Bill de Blasio — The worse Comptroller John Liu’s legal problems get, the better the public advocate’s chances get for the 2013 mayor’s race, since they both draw the same labor support. The New York Timesalso endorsed his effort to improve city compliance with the Freedom of Information Law, and he even got a celebrity endorsement from Cynthia Nixon. (Though Manhattan Borough President Scott Stringer’s celebrity, Scarlett Johansson, is still more glamorous.)
Joe Lhota — The MTA’s new executive director hasn’t been confirmed as chairman yet, but he’s not hiding underground. Lhota, known as a tough but fair negotiator, has improved relations with Transport Workers Union Local 100 at the start of contract talks by promising to aggressively prosecute anyone who attacks a transit worker. He’s not a transit expert like predecessor Jay Walder, but he’s already called for no service cuts, more funding from Albany, and a new schedule for maintenance work. Not a bad start.
Nick Langworthy — After successive losses for Carl Paladino, Jane Corwin and now Chris Collins, the Erie County Republican chairman should check the back of his suit jacket for a big bull’s-eye. Doubts about Langworthy’s ability to continue are at an all-time high, and Buffalo Republicans are reportedly casting around for a new leader. Erie Democrats may be in the same, if not worse, shape, but the GOP will need to make a decision before the 2012 campaign season kicks into full gear.

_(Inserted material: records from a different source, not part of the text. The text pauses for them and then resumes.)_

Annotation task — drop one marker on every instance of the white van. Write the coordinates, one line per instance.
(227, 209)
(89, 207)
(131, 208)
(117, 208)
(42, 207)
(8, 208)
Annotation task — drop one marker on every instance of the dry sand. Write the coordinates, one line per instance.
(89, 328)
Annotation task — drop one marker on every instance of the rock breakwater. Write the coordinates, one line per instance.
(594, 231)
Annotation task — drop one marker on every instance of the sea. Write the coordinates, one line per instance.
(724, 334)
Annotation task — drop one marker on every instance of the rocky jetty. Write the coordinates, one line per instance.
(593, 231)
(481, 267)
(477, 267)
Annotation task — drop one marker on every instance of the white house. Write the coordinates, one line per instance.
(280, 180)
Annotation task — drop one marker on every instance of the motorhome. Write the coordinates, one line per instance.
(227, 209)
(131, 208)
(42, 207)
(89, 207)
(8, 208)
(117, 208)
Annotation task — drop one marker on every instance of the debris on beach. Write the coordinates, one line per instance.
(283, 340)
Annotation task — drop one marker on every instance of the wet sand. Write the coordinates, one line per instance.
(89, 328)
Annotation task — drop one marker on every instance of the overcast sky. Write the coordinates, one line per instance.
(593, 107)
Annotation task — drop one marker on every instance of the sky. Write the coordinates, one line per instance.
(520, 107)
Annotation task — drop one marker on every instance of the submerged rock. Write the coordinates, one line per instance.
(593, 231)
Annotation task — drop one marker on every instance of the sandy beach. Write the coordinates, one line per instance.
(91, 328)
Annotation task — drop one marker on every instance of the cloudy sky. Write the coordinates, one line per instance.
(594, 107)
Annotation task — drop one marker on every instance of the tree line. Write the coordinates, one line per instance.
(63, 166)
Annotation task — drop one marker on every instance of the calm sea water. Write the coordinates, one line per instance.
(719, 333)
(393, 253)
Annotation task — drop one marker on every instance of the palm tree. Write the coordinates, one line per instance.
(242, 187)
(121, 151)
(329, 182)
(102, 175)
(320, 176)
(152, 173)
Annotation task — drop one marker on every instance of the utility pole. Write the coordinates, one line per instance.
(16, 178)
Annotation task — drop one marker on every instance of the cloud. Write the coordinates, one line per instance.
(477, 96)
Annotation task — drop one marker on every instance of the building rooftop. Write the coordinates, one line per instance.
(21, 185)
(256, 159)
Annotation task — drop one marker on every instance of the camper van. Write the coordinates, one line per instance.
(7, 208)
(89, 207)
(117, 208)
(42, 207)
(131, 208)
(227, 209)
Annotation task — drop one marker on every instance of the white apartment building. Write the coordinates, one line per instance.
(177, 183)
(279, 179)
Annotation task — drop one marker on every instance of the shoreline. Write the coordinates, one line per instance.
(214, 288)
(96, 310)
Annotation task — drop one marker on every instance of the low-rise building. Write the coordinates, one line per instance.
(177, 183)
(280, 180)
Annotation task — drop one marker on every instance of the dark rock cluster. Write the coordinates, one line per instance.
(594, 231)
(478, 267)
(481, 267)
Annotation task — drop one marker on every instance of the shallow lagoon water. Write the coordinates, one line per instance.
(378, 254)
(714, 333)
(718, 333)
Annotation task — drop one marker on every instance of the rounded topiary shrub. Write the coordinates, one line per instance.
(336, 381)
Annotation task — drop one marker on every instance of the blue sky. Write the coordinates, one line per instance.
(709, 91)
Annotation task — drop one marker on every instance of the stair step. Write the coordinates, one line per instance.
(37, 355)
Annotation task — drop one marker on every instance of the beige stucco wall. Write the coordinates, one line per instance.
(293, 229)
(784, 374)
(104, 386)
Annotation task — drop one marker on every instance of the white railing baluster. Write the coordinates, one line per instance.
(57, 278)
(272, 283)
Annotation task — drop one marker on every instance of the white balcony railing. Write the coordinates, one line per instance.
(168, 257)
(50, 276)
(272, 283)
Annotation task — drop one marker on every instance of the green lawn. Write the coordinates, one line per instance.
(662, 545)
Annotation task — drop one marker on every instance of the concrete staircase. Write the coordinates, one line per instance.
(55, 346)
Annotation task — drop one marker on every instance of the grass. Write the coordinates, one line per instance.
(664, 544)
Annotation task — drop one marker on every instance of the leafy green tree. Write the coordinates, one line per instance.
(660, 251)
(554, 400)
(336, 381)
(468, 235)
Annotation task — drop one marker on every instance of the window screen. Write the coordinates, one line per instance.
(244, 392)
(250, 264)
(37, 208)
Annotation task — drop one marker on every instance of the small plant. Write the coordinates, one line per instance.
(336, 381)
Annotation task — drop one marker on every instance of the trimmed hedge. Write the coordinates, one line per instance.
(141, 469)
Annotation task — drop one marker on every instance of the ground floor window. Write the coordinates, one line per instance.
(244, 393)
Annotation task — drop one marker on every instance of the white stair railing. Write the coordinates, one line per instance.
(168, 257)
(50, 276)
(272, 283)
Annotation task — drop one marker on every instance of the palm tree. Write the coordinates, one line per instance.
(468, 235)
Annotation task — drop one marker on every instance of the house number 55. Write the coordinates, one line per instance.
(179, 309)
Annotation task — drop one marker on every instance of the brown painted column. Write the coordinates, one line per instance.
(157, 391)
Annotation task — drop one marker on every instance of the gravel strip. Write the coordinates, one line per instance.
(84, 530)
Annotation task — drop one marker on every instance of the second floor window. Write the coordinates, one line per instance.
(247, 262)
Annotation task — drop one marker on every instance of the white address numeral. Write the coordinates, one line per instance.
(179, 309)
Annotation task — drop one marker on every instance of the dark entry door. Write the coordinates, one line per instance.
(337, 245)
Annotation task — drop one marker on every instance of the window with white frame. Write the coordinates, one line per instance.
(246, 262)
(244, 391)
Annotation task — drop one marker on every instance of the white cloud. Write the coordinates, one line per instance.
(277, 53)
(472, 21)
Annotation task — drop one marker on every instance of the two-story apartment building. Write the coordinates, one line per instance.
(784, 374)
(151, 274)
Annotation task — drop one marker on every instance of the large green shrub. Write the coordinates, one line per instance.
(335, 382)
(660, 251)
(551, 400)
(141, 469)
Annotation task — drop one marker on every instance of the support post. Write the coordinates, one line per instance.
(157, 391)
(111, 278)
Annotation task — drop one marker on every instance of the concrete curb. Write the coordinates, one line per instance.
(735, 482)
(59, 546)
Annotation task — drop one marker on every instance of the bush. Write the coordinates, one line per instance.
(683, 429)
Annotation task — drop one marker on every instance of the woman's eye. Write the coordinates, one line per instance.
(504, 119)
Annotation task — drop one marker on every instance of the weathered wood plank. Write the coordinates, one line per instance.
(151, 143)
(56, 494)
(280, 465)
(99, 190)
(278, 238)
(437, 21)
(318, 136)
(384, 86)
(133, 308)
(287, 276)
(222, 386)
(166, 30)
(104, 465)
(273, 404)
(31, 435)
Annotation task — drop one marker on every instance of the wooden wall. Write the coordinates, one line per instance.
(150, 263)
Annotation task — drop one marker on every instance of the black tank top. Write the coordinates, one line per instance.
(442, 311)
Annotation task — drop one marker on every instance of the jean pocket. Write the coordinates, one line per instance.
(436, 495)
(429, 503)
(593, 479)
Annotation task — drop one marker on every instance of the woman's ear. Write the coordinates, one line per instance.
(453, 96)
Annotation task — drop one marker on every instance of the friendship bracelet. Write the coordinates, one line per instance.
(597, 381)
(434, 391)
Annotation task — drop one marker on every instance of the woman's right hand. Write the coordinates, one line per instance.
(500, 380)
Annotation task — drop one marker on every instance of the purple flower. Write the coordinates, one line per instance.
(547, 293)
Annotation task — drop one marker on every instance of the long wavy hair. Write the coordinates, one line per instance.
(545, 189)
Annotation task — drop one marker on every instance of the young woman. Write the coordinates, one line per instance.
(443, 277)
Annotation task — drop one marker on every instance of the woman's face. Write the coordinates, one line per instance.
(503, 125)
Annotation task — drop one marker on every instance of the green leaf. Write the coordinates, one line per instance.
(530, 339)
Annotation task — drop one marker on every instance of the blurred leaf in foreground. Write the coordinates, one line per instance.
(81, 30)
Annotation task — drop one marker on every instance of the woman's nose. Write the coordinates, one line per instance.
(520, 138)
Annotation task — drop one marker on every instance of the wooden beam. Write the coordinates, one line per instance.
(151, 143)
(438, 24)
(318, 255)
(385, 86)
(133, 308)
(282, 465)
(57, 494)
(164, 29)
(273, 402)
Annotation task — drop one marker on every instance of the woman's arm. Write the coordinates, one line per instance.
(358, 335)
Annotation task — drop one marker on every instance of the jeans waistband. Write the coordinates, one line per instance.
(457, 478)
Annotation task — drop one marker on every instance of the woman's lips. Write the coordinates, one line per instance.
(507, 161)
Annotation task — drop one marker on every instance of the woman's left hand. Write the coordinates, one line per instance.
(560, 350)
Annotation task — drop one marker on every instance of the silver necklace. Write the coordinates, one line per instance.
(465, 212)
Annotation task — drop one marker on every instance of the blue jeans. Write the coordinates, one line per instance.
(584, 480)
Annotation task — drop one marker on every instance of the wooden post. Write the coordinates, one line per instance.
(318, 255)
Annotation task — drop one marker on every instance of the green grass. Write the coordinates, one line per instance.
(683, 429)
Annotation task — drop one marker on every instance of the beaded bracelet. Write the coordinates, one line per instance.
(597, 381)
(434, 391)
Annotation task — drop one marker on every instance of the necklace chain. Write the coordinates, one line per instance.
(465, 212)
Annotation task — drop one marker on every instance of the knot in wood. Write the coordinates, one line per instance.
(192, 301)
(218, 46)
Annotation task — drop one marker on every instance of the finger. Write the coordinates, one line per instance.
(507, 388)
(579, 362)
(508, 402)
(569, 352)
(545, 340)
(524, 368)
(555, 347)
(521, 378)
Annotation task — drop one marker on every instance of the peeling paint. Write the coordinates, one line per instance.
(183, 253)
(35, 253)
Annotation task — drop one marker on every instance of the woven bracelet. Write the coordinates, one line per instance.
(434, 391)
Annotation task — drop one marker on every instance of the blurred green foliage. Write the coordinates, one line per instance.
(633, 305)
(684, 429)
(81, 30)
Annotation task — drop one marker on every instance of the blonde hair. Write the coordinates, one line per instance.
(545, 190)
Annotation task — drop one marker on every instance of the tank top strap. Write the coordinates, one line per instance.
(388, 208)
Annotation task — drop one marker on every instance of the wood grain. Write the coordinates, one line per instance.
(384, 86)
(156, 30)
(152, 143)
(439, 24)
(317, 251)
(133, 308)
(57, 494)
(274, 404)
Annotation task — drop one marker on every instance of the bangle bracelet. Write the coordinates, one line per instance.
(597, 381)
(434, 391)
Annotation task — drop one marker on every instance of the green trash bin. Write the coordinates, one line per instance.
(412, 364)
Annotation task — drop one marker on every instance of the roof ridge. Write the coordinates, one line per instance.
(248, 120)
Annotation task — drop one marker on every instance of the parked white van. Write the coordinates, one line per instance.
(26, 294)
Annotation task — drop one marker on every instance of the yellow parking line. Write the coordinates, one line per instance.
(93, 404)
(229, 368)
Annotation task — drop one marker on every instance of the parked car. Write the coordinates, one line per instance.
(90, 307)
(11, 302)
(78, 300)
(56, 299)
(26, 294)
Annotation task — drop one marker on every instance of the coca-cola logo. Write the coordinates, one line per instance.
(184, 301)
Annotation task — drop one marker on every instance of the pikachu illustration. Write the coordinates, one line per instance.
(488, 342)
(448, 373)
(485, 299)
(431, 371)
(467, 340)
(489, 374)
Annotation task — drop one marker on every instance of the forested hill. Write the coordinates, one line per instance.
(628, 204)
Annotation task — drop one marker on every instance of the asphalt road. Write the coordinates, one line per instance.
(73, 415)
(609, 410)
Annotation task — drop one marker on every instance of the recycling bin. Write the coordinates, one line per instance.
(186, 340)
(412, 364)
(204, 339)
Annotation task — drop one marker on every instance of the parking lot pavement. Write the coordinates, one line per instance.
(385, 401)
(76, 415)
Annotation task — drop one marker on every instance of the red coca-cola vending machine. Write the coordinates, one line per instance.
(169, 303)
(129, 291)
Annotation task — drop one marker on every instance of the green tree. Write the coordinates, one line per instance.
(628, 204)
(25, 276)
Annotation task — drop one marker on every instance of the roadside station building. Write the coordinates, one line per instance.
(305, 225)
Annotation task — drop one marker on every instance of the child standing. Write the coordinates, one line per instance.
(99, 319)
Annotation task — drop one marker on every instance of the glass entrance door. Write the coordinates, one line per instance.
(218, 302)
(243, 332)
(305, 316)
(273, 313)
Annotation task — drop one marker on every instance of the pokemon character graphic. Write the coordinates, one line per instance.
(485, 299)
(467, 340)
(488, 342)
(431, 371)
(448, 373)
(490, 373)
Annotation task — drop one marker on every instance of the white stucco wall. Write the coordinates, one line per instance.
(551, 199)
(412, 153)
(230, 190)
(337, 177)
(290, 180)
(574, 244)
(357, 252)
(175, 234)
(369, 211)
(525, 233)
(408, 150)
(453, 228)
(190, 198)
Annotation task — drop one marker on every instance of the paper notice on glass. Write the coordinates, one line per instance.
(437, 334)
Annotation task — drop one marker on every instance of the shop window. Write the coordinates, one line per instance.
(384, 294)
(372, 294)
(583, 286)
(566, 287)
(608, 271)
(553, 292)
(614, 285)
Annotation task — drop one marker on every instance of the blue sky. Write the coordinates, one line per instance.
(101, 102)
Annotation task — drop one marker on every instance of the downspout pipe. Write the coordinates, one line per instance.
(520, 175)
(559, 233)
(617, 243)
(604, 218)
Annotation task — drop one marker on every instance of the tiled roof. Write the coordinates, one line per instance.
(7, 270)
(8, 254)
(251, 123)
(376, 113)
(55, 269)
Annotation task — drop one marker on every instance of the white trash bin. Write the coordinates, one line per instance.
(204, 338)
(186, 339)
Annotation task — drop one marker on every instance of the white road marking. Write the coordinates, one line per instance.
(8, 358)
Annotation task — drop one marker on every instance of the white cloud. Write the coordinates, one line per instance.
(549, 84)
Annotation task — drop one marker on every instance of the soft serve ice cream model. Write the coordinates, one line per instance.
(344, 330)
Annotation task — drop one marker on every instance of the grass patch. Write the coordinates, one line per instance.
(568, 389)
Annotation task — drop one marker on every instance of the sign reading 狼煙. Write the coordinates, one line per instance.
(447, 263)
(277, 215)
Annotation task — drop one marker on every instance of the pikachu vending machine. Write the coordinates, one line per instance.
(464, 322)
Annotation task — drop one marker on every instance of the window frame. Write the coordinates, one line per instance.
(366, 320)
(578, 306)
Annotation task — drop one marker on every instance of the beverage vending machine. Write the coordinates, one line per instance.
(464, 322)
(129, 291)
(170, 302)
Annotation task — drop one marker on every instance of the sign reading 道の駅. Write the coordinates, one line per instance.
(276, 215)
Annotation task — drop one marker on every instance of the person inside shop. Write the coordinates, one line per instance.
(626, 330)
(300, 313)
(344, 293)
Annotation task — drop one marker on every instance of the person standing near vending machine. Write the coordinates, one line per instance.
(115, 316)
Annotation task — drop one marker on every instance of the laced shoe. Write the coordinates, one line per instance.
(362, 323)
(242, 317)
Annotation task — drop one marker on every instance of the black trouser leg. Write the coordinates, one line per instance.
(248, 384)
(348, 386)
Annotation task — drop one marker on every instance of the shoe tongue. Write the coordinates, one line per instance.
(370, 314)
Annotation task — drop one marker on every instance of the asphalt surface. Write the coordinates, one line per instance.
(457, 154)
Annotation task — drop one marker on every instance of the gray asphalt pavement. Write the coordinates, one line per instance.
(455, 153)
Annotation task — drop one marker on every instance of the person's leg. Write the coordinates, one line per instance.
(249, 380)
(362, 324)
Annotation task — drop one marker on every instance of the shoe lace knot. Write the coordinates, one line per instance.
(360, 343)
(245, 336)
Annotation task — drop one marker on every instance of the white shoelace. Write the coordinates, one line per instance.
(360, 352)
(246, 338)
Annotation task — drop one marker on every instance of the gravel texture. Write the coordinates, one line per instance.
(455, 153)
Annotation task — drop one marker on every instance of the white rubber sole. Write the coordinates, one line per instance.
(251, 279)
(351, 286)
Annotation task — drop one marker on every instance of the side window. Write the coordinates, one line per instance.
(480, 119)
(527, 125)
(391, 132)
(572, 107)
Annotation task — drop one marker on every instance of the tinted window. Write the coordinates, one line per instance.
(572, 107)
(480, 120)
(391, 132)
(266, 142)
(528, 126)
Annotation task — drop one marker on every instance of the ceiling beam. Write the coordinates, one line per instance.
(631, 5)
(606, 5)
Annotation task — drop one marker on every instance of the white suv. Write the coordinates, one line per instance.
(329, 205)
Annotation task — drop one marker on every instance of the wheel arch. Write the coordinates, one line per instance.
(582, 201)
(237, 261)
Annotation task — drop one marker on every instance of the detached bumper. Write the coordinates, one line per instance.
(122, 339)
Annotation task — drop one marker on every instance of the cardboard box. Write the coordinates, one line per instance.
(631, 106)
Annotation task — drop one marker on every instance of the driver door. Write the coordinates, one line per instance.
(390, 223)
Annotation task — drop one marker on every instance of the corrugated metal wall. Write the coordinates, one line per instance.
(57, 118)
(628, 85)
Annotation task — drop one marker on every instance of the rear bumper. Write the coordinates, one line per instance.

John Liu — The New York Post called him a “Liu-ser” on the front page yesterday. We must concur. The federal investigation into his alleged straw donors threatens to blow away Liu’s promising mayoral campaign, likely slowing his fundraising and scaring away supporters. Just don’t expect a mea culpa anytime soon: Liu has handled past indiscretions – like massive exaggerations about purported childhood work at a sweatshop – with unflinching gusto.
Robert Odawi Porter — The president of the Seneca Nation of Indians is embroiled in a fight over the tribe’s leadership amid back-and-forth accusations of nepotism, loan-sharking and what critics say is Porter’s dictatorial leadership style. The disagreements prompted the Seneca Tribal Council to oust Porter as CEO on Saturday, though a clerk reinstated him a day later. Yet tensions remain, especially in the wake of failed efforts to address disagreements with the state over cigarette taxes and revenue-sharing from casino gambling. Let’s hope the report of peacemaking in the Buffalo News can stick.
Kathleen Rice — The Nassau County District Attorney is having a “ruff” time with her landlord. Rice, who has taken a tough stance prosecuting drunk driving and Medicaid fraud, now finds herself on the other side of a case, this one defending her adorable little dog, Pearl. Because of the pooch, the prosecutor faces eviction from her apartment. But Rice is not all bark and no bite: she’s fighting back, arguing that dogs were allowed when she bought the apartment in 2007.
Sheldon Silver — And you thought New York’s infrastructure was in bad shape! The Assembly speaker found out Puerto Rico’s was even worse when he hit a pothole and flew off his rented bicycle during a leisurely ride at the Somos El Futuro conference. It seemed to mirror the speaker’s plight in New York’s power structure: the governor muscled state Democratic Party leadership into keeping an extension of the millionaires’ tax out of the party platform – though that’s a signature issue for Silver, his conference and labor. But Silver got at least one piece of consoling news: Paul Newell, the Lower Manhattan district leader who primaried him in 2008, was arrested during the raid of Zuccotti Park. That probably had Silver in stitches for the second time this week.